Bridge Construction Could Cause Marine Disaster, Expert States

4 Aug 2016

A leading marine engineer has warned that the construction process of the Garden Bridge risks causing a serious disaster similar to the sinking of the Marchioness in 1989. The pleasure boat hit with another craft on the river and 51 people drowned, and Tim Beckett advised that the risk is “simply too great” for the most hazardous stretch of the Thames.

 

The Architects Journal (again!) exclusively revealed that Beckett recommended that the Garden Bridge should not be built while the Thames Tideway Tunnel, a massive super sewer being built under the river because the huge increase in river traffic will result in a high chance of collision.

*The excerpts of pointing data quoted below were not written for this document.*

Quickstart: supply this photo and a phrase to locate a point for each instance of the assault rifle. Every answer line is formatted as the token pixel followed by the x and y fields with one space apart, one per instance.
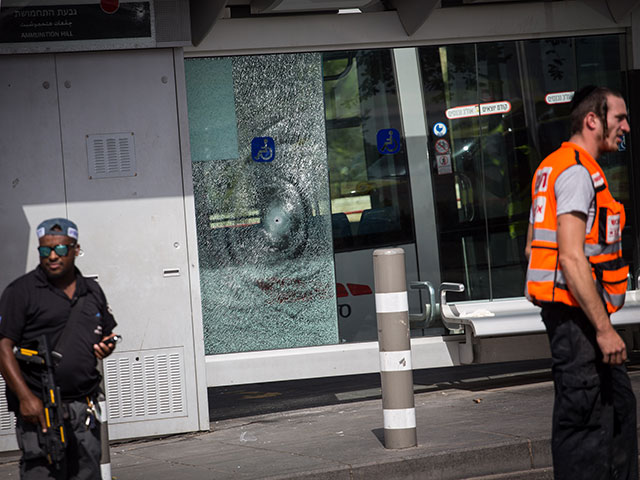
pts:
pixel 54 437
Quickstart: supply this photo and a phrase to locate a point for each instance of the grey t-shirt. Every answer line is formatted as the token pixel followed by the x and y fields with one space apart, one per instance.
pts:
pixel 574 193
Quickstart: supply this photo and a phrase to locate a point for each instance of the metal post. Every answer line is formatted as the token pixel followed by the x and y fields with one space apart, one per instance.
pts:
pixel 392 311
pixel 105 459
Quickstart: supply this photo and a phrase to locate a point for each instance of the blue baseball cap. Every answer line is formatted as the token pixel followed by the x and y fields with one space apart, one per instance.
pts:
pixel 57 226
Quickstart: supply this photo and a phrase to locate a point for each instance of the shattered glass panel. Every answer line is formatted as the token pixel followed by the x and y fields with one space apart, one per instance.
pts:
pixel 263 218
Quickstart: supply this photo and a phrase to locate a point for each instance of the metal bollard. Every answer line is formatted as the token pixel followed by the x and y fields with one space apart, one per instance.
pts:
pixel 392 311
pixel 105 458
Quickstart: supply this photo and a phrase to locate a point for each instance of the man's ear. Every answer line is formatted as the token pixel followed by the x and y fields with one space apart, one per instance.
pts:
pixel 591 121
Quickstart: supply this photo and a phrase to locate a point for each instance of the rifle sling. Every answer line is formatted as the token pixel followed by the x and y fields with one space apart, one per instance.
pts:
pixel 74 317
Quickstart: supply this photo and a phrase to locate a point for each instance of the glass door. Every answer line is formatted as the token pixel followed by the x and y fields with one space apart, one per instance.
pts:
pixel 494 111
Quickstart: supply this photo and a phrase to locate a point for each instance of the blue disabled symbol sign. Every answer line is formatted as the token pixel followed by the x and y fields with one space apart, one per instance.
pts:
pixel 263 149
pixel 439 129
pixel 388 140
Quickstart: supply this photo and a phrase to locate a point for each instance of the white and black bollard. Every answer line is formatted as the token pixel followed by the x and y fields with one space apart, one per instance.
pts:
pixel 392 311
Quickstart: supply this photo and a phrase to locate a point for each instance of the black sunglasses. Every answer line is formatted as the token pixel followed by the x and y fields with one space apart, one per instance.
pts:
pixel 61 250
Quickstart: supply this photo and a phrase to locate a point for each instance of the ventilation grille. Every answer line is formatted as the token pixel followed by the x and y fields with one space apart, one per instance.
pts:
pixel 145 385
pixel 111 155
pixel 7 419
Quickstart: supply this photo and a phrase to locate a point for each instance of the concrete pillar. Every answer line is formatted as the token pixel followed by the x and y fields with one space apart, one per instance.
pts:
pixel 392 311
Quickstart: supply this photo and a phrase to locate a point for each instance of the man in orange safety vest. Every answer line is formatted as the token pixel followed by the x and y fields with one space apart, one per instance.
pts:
pixel 577 275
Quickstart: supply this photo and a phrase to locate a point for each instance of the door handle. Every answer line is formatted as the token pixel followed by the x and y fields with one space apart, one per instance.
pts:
pixel 430 312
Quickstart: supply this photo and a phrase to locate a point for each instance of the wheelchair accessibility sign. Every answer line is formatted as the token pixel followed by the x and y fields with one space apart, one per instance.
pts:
pixel 388 140
pixel 263 149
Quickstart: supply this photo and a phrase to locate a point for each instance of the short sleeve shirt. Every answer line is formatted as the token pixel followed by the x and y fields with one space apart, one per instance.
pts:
pixel 31 306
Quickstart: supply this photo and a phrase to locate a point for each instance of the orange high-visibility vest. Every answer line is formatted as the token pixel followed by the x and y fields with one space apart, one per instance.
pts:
pixel 602 247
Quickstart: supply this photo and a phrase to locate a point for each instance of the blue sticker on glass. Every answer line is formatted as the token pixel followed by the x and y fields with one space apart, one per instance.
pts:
pixel 388 141
pixel 623 144
pixel 263 149
pixel 439 129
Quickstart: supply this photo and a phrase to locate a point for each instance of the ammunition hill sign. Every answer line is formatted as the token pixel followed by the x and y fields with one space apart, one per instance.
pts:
pixel 47 23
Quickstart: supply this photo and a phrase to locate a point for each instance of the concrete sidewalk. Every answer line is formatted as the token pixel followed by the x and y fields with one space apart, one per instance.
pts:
pixel 482 428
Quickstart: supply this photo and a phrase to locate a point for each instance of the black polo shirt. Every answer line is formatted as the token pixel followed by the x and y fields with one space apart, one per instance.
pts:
pixel 31 306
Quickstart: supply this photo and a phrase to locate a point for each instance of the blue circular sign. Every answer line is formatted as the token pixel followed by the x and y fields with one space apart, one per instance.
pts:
pixel 439 129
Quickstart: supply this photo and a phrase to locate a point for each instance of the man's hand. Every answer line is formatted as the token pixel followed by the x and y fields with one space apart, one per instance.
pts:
pixel 104 348
pixel 32 410
pixel 31 407
pixel 614 350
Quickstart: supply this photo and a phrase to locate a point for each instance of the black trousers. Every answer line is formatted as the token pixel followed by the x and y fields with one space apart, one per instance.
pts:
pixel 83 452
pixel 594 414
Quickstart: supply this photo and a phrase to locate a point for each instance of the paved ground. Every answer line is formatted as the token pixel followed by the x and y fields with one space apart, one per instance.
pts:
pixel 489 426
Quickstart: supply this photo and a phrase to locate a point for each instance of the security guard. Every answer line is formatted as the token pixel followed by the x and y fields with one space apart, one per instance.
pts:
pixel 577 276
pixel 71 311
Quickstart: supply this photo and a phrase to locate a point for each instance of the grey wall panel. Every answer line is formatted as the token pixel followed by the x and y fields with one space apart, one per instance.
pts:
pixel 31 178
pixel 132 228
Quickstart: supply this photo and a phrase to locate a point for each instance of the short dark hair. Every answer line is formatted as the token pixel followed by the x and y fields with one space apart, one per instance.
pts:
pixel 590 99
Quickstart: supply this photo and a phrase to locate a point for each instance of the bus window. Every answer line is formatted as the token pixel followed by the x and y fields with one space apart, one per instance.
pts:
pixel 369 182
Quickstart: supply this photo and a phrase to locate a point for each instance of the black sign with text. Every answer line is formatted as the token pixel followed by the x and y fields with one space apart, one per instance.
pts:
pixel 48 23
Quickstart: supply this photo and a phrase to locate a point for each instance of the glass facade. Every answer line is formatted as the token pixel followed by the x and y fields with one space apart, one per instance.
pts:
pixel 299 157
pixel 505 106
pixel 262 202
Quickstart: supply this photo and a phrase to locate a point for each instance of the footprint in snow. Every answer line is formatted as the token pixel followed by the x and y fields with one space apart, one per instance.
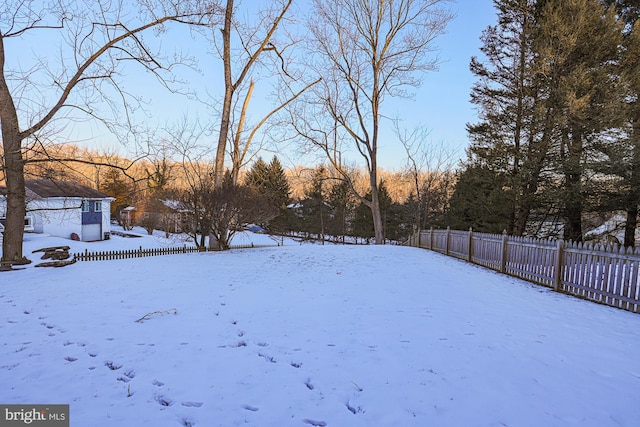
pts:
pixel 114 367
pixel 314 422
pixel 163 401
pixel 127 376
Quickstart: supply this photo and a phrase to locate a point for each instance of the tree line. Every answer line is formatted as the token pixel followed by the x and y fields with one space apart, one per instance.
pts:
pixel 330 81
pixel 558 135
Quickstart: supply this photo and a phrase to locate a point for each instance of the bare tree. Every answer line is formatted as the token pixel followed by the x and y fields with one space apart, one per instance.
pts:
pixel 430 168
pixel 102 37
pixel 365 51
pixel 252 44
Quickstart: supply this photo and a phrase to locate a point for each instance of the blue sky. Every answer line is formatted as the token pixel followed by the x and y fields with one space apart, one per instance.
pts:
pixel 441 104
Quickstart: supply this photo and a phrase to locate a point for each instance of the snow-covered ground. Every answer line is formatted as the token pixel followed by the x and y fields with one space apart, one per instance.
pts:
pixel 309 335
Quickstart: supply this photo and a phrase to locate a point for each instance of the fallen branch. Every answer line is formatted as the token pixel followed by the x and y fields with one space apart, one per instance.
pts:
pixel 162 313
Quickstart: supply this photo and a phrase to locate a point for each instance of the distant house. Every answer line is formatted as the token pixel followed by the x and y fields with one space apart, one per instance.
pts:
pixel 64 209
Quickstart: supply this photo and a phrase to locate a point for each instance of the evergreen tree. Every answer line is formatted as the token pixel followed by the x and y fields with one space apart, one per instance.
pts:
pixel 479 201
pixel 622 154
pixel 577 45
pixel 342 203
pixel 314 206
pixel 362 225
pixel 271 181
pixel 510 139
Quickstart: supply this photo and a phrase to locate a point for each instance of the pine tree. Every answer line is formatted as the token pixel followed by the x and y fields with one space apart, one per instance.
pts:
pixel 510 140
pixel 577 46
pixel 479 201
pixel 342 203
pixel 270 180
pixel 314 206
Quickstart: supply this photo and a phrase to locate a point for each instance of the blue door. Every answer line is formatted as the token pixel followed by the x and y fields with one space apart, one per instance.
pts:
pixel 91 220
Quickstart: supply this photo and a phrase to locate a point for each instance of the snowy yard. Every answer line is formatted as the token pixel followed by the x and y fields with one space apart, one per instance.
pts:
pixel 310 335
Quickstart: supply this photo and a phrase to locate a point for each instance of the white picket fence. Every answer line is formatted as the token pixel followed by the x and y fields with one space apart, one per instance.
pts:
pixel 608 274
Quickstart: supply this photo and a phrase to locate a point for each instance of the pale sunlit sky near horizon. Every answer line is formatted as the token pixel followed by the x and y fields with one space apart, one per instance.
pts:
pixel 440 105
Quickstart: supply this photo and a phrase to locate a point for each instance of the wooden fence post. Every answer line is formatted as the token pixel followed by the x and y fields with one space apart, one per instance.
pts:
pixel 503 257
pixel 557 266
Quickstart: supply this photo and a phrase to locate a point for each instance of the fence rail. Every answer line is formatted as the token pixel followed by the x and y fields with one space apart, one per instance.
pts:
pixel 144 252
pixel 608 274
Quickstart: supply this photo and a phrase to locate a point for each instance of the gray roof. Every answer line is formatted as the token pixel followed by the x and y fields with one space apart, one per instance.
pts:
pixel 48 188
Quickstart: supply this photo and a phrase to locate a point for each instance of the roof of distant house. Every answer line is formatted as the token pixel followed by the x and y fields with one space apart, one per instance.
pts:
pixel 50 188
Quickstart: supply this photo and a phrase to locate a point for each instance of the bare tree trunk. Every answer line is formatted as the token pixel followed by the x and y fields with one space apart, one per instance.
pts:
pixel 14 171
pixel 225 118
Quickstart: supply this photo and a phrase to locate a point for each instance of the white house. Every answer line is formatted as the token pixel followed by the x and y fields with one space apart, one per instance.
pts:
pixel 65 209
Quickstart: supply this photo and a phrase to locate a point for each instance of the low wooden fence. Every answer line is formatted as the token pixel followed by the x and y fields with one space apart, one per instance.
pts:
pixel 143 252
pixel 606 274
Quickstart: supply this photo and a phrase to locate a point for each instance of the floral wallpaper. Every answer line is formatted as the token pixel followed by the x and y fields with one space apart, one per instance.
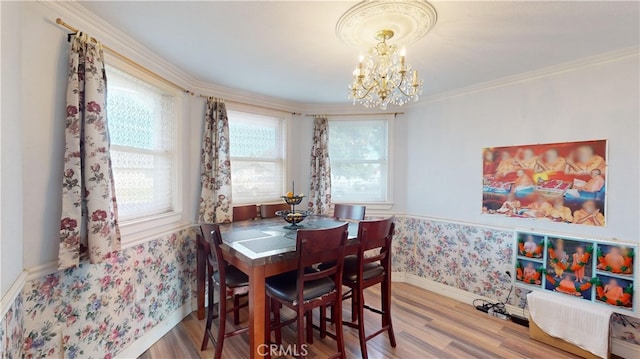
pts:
pixel 95 311
pixel 11 330
pixel 473 259
pixel 625 328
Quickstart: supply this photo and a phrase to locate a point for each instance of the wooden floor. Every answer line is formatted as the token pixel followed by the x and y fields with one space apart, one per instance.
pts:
pixel 427 325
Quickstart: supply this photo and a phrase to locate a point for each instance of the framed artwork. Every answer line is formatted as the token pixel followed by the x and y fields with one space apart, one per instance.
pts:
pixel 560 182
pixel 587 269
pixel 569 267
pixel 529 272
pixel 614 291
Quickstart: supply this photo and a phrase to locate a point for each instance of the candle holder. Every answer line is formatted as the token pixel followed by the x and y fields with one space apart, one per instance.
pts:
pixel 293 216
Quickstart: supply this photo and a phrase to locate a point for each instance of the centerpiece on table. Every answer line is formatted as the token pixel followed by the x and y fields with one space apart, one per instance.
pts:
pixel 293 216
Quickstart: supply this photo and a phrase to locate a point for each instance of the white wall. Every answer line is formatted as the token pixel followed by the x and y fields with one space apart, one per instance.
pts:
pixel 11 189
pixel 445 139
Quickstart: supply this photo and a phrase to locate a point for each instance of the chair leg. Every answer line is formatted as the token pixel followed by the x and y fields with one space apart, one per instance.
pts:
pixel 222 320
pixel 386 308
pixel 275 308
pixel 309 317
pixel 361 334
pixel 207 328
pixel 268 310
pixel 236 313
pixel 336 313
pixel 323 321
pixel 301 330
pixel 354 306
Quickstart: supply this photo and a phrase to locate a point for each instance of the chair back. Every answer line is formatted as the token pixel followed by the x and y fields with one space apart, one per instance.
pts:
pixel 347 211
pixel 315 246
pixel 243 213
pixel 215 261
pixel 376 234
pixel 269 210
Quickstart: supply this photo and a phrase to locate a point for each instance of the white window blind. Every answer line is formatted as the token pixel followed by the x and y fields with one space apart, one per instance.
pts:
pixel 258 161
pixel 142 128
pixel 358 151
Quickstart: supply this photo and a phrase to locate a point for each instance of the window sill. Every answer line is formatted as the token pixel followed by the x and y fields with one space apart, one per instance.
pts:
pixel 371 206
pixel 141 230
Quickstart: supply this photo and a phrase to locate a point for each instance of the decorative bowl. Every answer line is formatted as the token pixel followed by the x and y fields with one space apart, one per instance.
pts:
pixel 292 201
pixel 293 217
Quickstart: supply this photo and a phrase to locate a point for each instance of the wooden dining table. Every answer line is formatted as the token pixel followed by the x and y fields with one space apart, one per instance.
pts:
pixel 261 249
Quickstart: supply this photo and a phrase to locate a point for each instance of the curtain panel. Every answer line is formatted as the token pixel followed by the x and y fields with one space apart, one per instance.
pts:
pixel 215 158
pixel 89 223
pixel 320 188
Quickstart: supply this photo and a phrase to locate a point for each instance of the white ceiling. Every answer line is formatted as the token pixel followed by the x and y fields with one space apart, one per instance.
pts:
pixel 289 50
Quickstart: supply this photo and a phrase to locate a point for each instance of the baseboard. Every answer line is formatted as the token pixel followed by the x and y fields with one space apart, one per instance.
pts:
pixel 624 349
pixel 10 297
pixel 619 347
pixel 145 342
pixel 451 292
pixel 398 277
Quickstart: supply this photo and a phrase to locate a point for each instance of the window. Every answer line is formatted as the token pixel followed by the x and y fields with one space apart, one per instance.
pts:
pixel 358 150
pixel 142 121
pixel 258 162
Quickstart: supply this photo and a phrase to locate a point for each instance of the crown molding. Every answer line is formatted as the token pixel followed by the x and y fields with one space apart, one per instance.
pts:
pixel 82 18
pixel 569 66
pixel 244 97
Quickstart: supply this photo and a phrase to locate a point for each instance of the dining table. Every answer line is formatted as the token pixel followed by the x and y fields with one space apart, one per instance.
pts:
pixel 261 248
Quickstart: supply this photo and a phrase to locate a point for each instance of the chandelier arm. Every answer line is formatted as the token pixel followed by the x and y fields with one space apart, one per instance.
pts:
pixel 367 93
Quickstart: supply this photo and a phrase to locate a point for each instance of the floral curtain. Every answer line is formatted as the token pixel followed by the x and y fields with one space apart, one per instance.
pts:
pixel 89 224
pixel 215 199
pixel 320 192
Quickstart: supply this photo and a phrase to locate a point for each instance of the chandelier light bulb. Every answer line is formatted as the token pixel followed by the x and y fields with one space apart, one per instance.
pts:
pixel 384 77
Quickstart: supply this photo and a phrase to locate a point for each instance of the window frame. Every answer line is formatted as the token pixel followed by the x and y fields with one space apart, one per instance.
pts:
pixel 388 203
pixel 138 230
pixel 286 119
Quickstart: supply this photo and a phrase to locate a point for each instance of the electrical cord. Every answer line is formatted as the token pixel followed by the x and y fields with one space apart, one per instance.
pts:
pixel 499 308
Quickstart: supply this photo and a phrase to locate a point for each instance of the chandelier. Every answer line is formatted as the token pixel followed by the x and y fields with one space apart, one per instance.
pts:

The sewer will cause huge amounts of waste spoil to be taken downstream by barges and total river traffic is expected to double. Because the Garden Bridge Trust have been hopelessly unable to sign off planning conditions, raise finance, solve engineering problems, or win over the public resulting in huge delays to their programme. The current or imminent investigations by the mayor, the Charity Commission and the National Audit Office as well as the Thames Central Open Spaces’ Judicial Review means they aren’t going to start their development any time soon either.

Beckett stated a 2014 risk assessment found that the exact position where the bridge is to be constructed had experienced ‘significantly more vessel collisions and contacts than any other part of the river’, frequently with passenger craft.

He continues, “To then add the two Garden Bridge cofferdams on top of all these other increased risks would, I believe, be an unnecessary and reckless risk. The likelihood of a major collision between a passenger vessel and a large freight vessel is simply too great.”

 

THE GARDEN BRIDGE TRUST’S LOOSE UNDERSTANDING OF TIME

The GBT have previously said (£) that their development had to be completed before the TTT began or it would be impossible to build and Boris Johnson stated a number of times that it had to be complete before the tunnel.

As late as last December Johnson, then desperate to hide further investigations into his pet project, said “I mean basically the pressure on the timetable is caused by the Thames Tideway Tunnel, we’ve got to begin the work next year, quite early next year… and it’s our intention that we should crack on.”

But in their original plan, which was designed to rush ahead with the development without proper scrutiny and before the public really knew what was happening, and much quicker than any other project of a comparable size, should have started construction last winter (note the year mistake on their diagram below, a great attention to detail). If is to ever start, which is looking increasingly unlikely, the overall construction cost is almost certain to be far more than the £175m the GBT claim (and are still £30m short of).

 

THE GARDEN BRIDGE TRUST FORGETTING THEY ARE BUILDING A BRIDGE

It isn’t the first time that the GBT have had problems with the requirements of river traffic. Incredibly they seem to have gone through the planning process without having considered the Port of London Authority’s clearance requirements. As architect Ian Ritchie pointed out in his design report on the bridge, it appears that since planning was granted the GBT have moved the northern ‘leg’ in order to fulfill navigational clearance.

That the bridge was so totally backwards engineered from Heatherwick’s renders is shocking, and as Ritchie says, “I would have thought that people designing a bridge would begin with the navigation channel constraint, rather than dealing with it as an afterthought.”